More Woes Emerge Over Remington Rifles
Millions of Americans hunt, but it is fair to say none of them expect what happened to Justen Yerger of Monroe, Louisiana.
“My life changed forever that day,” he recalls in an interview broadcast on April 11 on Rock Center with Brian Williams.
Yerger was 19 years old, fresh out of high school; the star kicker on his football team, with dreams of playing in college. But all that was about to change.
Yerger had returned to his truck after dove hunting alone near his home. He says he leaned his shotgun — a Remington Sportsman 12 — against the wheel well, with the safety on. As he tossed his gear into the back, the gun fell over and went off.
He insists his hands were “nowhere near the trigger,” yet the gun fired anyway. His understanding had always been that a gun is not supposed to fire without the trigger being pulled.
“That’s what I’ve always known,” he says. “Especially when the safety is on.”
The next thing Yerger remembers was lying flat on his back on the ground. He'd been hit in his left leg and was bleeding badly.
“Seemed like every time my heart would beat, it looked like a water sprinkler.”
A couple driving by saw Yerger and stopped to help. They rushed him to the emergency room at a nearby hospital.
“I was hit in my left leg - probably about three inches above my knee.”
Yerger’s ordeal was just beginning.
He spent three months in the hospital. Ultimately, it would take 13 surgeries, 128 units of blood and hundreds of thousands of dollars in medical bills for him to walk again.
He does not believe anything he did that day was wrong.
“I leaned my gun up. Gun's on safety,” he recalls. “There's not a doubt in my mind that I did not do anything wrong that day.”
Yerger sued Remington and the case eventually settled out of court. The terms of the agreement are confidential.
Now 34 years old with a family of his own and still suffering the effects of his injury, Yerger says his story is a cautionary tale for other gun users.
“They need to know that it can happen to anybody, anywhere, any time. I'm proof of it.”
No government agency can order a manufacturer to recall a defective gun. In fact, Congress specifically barred the Consumer Product Safety Commission from regulating firearms and ammunition, in keeping with the Second Amendment guarantee of the right to keep and bear arms. That means gun manufacturers police themselves.
But critics say Remington is shirking its responsibility when it comes to the firing mechanism used in some of the most popular long guns in America, including the shotgun owned by Justen Yerger.
Tom Butters, an engineer, marksman and a trained authority on firearms, has been paid as an expert in more than 100 claims involving reported malfunctions of Remington guns. He alleges Remington has been hiding a dangerous secret about the firing mechanism, which is known as the Common Fire Control or CFC. He says guns equipped with the CFC can go off without pulling the trigger, even with the safety on. And he claims the company has known about it for years.

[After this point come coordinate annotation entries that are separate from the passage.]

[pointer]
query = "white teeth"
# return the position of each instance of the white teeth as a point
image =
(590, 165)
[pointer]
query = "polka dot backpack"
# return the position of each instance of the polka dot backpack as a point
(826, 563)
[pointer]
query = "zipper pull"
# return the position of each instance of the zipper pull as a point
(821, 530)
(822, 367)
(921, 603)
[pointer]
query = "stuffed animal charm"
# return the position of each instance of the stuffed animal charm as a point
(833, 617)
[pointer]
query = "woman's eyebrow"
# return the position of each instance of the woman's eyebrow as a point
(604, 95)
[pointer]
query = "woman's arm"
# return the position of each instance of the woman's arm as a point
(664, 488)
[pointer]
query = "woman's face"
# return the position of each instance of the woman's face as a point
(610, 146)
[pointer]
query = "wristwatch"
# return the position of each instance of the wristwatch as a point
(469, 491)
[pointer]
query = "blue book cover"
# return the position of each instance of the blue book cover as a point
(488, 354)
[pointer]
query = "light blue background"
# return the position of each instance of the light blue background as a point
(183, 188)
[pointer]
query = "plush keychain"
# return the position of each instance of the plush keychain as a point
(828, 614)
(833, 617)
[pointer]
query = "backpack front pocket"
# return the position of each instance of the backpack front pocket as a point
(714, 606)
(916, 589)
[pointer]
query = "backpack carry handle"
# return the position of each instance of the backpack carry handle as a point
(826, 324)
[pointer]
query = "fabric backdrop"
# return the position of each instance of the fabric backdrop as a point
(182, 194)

“I would say it's been known to Remington ever since that first batch of guns went onto the market,” he told Rock Center.

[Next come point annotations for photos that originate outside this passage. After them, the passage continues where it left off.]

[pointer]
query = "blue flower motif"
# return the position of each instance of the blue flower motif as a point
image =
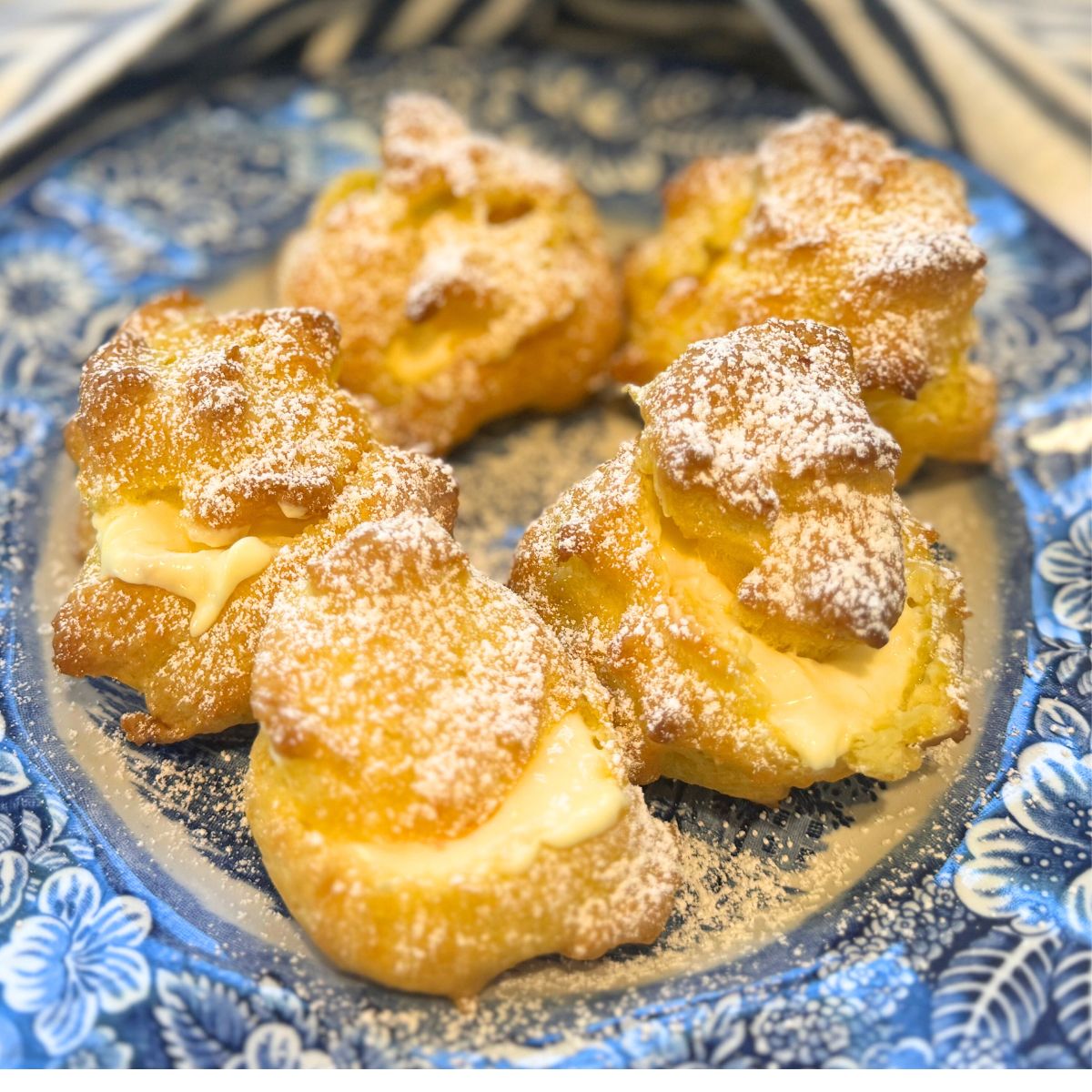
(1032, 865)
(1068, 566)
(910, 1053)
(101, 1049)
(806, 1030)
(76, 959)
(56, 305)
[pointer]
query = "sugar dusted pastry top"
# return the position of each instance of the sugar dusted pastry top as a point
(827, 219)
(759, 445)
(429, 789)
(470, 278)
(425, 687)
(234, 415)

That was in 1948, and since then, Remington has installed the CFC in some 20 million of its guns, and at least 20 different models. They include the 870 shotgun, which is widely used by law enforcement, the 742 semi-automatic rifle, and the Sportsman 12 that Justen Yerger owned.
The patented design of the CFC is unique to Remington.
The patented design of the CFC is unique to Remington. While the safety — the switch that's supposed to keep a gun from firing accidentally — locks the trigger in place, it doesn't block the internal parts from moving; specifically the hammer, the sear and the firing pin.
Butters says if those parts become disengaged, because of debris or even just bumping or dropping the gun, the result can be disastrous.
Butters and several other experts consulted by Rock Center say unlike some other gun makers that have changed their designs in response to similar issues, Remington has held firm.
Butters says Remington has done “virtually nothing” about the problem, and as a result, the owners of tens of millions of guns know nothing about it.
“And Remington does not want them to know about it,” Butters alleges, “because it will affect their market position.”
He claims Remington has essentially put profits over human lives.
“And I have made that allegation under oath on a number of occasions.”
Remington denies there is any problem with the CFC, and insists its guns are safe. The company declined Rock Center’s requests for an on-camera interview, instead providing a written statement. “The only defect rests with NBC’s inaccurate and biased reporting,” the statement says.
"(T)he fact remains that these guns are owned and used by tens of millions of waterfowl and upland hunters, competition shooters, law enforcement officers and military personnel—men and women who have relied on these firearms under the most extreme conditions over the last 60 years. These field, home and battlefield experienced users stand as a sophisticated and time-tested testament to the quality and reliability of these iconic firearms."
While the statement does not directly address the allegations of a design defect, Remington has confronted the issue head-on in numerous court cases. The company has consistently maintained its guns are safe, and that every incident can be attributed to modifications made by the user, poor maintenance, or careless handling.